PAC takes note of agreement loopholes allowing project developers to renege on expectations

GANGTOK, 03 Feb: The Public Accounts Committee [PAC] has taken serious note of various lapses while awarding power projects to private players in 2008-09. The 96th Report of the PAC on the Report of the Comptroller and Auditor General of India for the year 2008-09 was tabled in the Legislative Assembly on 29 January last month.
The PAC has taken serious note of the fact that once the projects are awarded to private developers after the fulfillment of necessary procedures, the failure of the company to construct the project within the stipulated time frame or instances of shutting down after the commissioning led to consequent loss of potential energy revenues of the state.
The Audit Report had revealed that the state government did not incorporate specific conditions in agreements to safeguard its interests in such cases where the power plants had to be shut down.
The PAC has asked for details of the visits conducted by the Eastern Region Power Committee, GOI and that of Sikkim State Electricity Regulatory Commission and their consequent findings on failures of private developers, if any and necessary action taken thereof.
Further, the CAG report had also revealed that modalities and strategy for transfer of projects on expiry of agreement period including the manpower engaged in the projects had not been formulated by the state government.
The committee has recommended that these be worked out and completed within a clearly set timeframe.
The Audit Report had disclosed that as per the agreement entered with the Independent Power Projects [IPPs] in six joint venture projects of 100 MW and above with the state’s share of 26 percent equity by way of execution of equity subscription agreement, which was supposed to be executed within six months from the date of signing the agreement for award of the power projects, had not been signed even after three years of award of project.
In response, the Energy and Power department had stated that the process for execution of equity share subscription agreement had been initiated and a draft agreement has been forwarded to the state government for approval.
The PAC report adds that the state government is working out details of the equity amount to be infused by the state and other aspects in coordination with developers.

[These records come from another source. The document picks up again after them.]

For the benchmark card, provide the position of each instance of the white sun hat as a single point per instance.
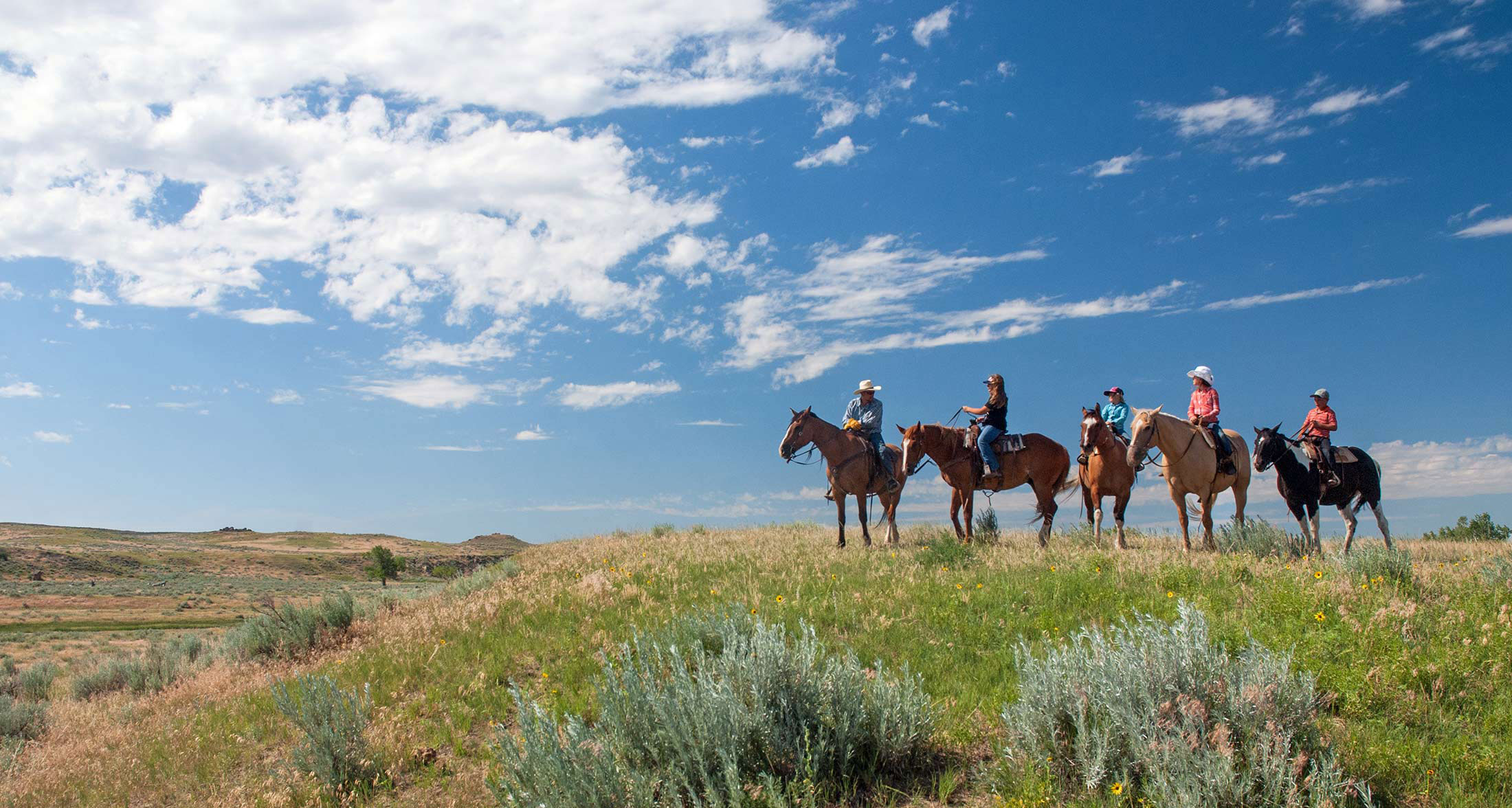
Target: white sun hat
(1201, 372)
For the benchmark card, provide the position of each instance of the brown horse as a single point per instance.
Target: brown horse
(1106, 475)
(849, 462)
(1190, 467)
(1042, 462)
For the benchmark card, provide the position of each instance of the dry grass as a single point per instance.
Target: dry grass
(439, 665)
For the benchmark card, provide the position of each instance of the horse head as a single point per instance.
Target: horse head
(1269, 446)
(794, 438)
(1142, 431)
(912, 447)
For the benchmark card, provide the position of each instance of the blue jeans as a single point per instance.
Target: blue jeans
(1225, 447)
(985, 446)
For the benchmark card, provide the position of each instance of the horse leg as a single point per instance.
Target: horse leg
(1349, 524)
(1381, 521)
(955, 513)
(971, 505)
(1120, 504)
(1181, 515)
(840, 508)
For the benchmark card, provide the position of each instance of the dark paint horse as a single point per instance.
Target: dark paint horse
(849, 467)
(1298, 481)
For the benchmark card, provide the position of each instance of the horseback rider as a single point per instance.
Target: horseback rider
(864, 417)
(1204, 411)
(1320, 422)
(994, 425)
(1115, 414)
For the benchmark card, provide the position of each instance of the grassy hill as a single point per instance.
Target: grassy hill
(1411, 660)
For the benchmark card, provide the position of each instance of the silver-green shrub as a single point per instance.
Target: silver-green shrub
(482, 579)
(331, 721)
(1379, 562)
(289, 630)
(720, 712)
(1175, 719)
(36, 680)
(1260, 538)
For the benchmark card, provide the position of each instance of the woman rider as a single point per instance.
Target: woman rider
(992, 426)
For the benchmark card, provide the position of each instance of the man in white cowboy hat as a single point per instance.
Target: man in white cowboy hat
(1204, 411)
(864, 417)
(1318, 429)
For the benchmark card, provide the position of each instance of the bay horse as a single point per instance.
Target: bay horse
(849, 469)
(1106, 475)
(1042, 462)
(1192, 467)
(1298, 482)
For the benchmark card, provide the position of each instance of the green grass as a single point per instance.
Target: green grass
(1414, 671)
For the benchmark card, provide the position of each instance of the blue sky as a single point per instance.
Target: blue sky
(553, 271)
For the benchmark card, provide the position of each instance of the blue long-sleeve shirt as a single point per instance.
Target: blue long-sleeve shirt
(1116, 416)
(870, 416)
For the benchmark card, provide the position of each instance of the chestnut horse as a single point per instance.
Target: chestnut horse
(1190, 467)
(1106, 475)
(1042, 462)
(849, 469)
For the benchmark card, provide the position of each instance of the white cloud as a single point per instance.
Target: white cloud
(1366, 10)
(20, 390)
(269, 316)
(87, 322)
(1443, 38)
(1115, 166)
(1449, 469)
(838, 155)
(1261, 161)
(1490, 227)
(1307, 293)
(487, 346)
(1350, 98)
(1324, 195)
(428, 392)
(579, 396)
(933, 25)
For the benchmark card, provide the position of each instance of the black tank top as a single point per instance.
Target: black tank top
(997, 416)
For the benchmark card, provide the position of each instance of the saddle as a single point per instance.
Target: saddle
(1009, 443)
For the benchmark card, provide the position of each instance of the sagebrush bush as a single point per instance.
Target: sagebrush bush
(21, 721)
(331, 721)
(289, 630)
(1260, 538)
(720, 712)
(482, 579)
(1379, 562)
(1170, 717)
(36, 680)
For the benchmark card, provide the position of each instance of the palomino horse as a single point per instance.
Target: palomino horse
(1106, 475)
(1192, 467)
(1298, 481)
(849, 469)
(1042, 462)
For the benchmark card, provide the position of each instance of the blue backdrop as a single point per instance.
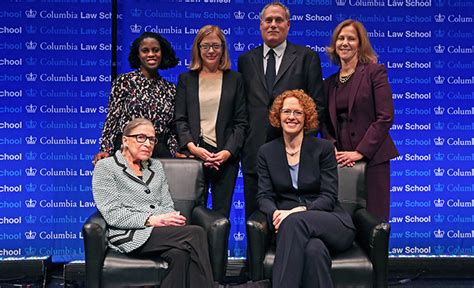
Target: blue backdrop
(55, 59)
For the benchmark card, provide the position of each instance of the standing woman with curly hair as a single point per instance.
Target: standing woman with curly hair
(143, 93)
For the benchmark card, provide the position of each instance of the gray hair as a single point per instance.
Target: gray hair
(276, 3)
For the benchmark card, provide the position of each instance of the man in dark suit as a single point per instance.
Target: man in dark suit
(269, 70)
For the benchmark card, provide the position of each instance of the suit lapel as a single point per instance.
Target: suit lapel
(355, 84)
(222, 108)
(194, 99)
(282, 165)
(120, 161)
(332, 102)
(257, 59)
(288, 57)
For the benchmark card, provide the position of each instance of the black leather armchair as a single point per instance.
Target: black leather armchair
(106, 267)
(364, 264)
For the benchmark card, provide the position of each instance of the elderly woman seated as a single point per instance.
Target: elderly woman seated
(131, 192)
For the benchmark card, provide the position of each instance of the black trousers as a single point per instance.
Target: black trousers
(185, 248)
(221, 183)
(250, 193)
(304, 242)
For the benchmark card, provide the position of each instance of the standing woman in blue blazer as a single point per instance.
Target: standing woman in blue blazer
(210, 115)
(297, 190)
(360, 112)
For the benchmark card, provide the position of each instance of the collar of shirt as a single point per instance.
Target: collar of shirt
(279, 50)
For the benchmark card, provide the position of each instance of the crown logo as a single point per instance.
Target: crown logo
(439, 171)
(239, 30)
(31, 45)
(30, 29)
(439, 141)
(31, 92)
(439, 18)
(136, 12)
(239, 220)
(238, 252)
(439, 79)
(239, 236)
(30, 251)
(439, 95)
(439, 125)
(440, 33)
(439, 64)
(239, 15)
(31, 140)
(340, 17)
(31, 13)
(438, 110)
(438, 233)
(30, 219)
(30, 235)
(439, 218)
(135, 28)
(439, 3)
(31, 124)
(439, 187)
(439, 203)
(31, 61)
(31, 171)
(30, 203)
(239, 46)
(439, 48)
(31, 77)
(30, 187)
(239, 204)
(31, 108)
(439, 249)
(439, 156)
(31, 155)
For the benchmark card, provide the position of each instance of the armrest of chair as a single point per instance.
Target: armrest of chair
(258, 235)
(373, 236)
(217, 228)
(95, 244)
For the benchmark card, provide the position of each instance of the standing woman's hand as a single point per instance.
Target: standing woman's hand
(99, 156)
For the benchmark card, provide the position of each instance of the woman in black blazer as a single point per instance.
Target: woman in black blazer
(297, 190)
(210, 115)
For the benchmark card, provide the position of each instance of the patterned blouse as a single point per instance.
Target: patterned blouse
(133, 96)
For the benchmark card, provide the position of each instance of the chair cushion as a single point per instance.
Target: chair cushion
(122, 269)
(350, 268)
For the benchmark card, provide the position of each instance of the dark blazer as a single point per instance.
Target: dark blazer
(231, 121)
(300, 69)
(370, 113)
(317, 179)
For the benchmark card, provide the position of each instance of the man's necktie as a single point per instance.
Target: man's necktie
(270, 75)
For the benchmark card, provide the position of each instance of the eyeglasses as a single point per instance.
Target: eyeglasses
(141, 138)
(288, 112)
(214, 46)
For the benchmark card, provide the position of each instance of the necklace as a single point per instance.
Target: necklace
(292, 153)
(344, 79)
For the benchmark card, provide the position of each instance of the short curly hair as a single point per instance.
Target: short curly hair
(168, 55)
(309, 108)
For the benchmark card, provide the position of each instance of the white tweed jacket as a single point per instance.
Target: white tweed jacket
(126, 201)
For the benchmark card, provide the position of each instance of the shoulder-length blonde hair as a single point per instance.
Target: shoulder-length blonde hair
(366, 52)
(196, 61)
(309, 108)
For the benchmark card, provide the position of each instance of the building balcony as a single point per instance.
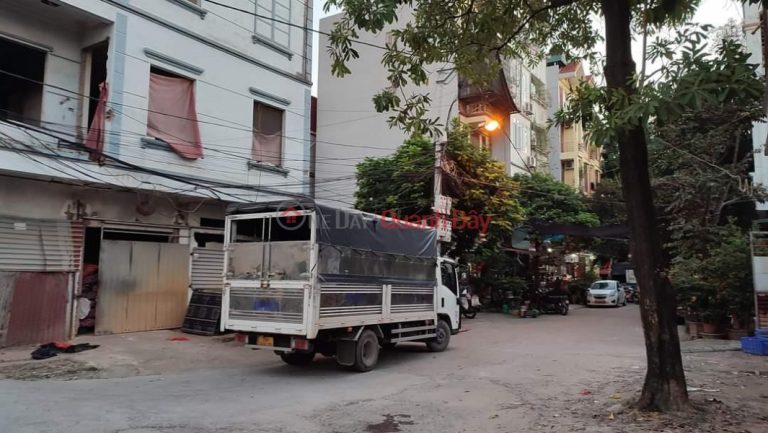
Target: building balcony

With regards to 10 power projects signed between 2002-03 not being charged any ‘processing fees’ or ‘upfront premium’ the department said that it was a “conscious decision of the state government not to charge the upfront premium on the developers since the developer had to do the pre-feasibility study at their own cost and collection of such fees would unnecessarily burden the capital cost of projects thereby raising the cost of generation”.
It was further stated that this was done in order to attract more developers to the state.

The PAC accepted this explanation and recommended the department to ensure that such projects ultimately benefit the state in the long run.